Automatic Escaping is Not a “Newbie Feature”

1 August 2007

A thread was started on the Django Development Mailing List about picking up the work Simon Willison started over a year ago on the AutoEscaping proposal. Which is a good idea, to be sure.

Jacob Kaplan-Moss on that thread:

Experienced developers like you and me are gonna hate this since it feels like making Django not trust us any more.

However, there's a huge number of not-so-experienced developers out there, and we have to keep their best needs in mind. Again with the PHP: we've seen how well trusting developers not to write security holes works. Anything we can do to prevent newbies from XSS attacks, we should.

(I'll resist commenting on the “it feels like making Django not trust us any more” line, which I find kind of ironic, personally. Anyway…)
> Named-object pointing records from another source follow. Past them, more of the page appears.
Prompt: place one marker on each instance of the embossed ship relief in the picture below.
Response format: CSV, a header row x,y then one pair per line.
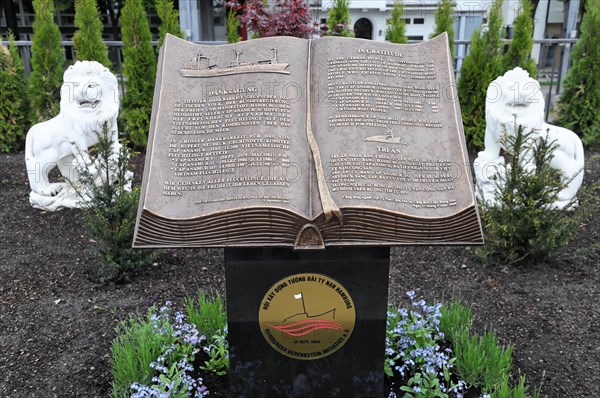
x,y
200,66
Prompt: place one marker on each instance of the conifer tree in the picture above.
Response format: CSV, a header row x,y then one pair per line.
x,y
519,51
579,105
87,40
169,20
396,29
233,26
338,19
13,101
480,67
139,68
47,63
444,22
Does that sound a bit like “I´m smart, I don´t need no stinking garbage collection!” to anyone else?

Face it, escaping and cross-site scripting are not “newbie” problems. It happens to all of us. As do e.g. buffer overflows, in languages that allow them to happen.

Django is supposed to be about developing quality web applications rapidly. Automatic escaping is not just about protecting your “users from shooting themselves in the foot”, it's about security by default and enhanced productivity. Seriously, am I the only one who is annoyed to no end by having to remember those silly things you need to add to 90% of your variable substitutions in templates to have them escaped? (And, by the way, if your number is lower than 90%, something's seriously wrong about the design of your application).

I understand this stuff isn't trivial. With a large code base, a too simplistic implementation of automatic escaping can easily makes matters worse. That's why Genshi provides a framework for this stuff, and works best when you use this framework throughout all the parts of your application that happen to be producing markup.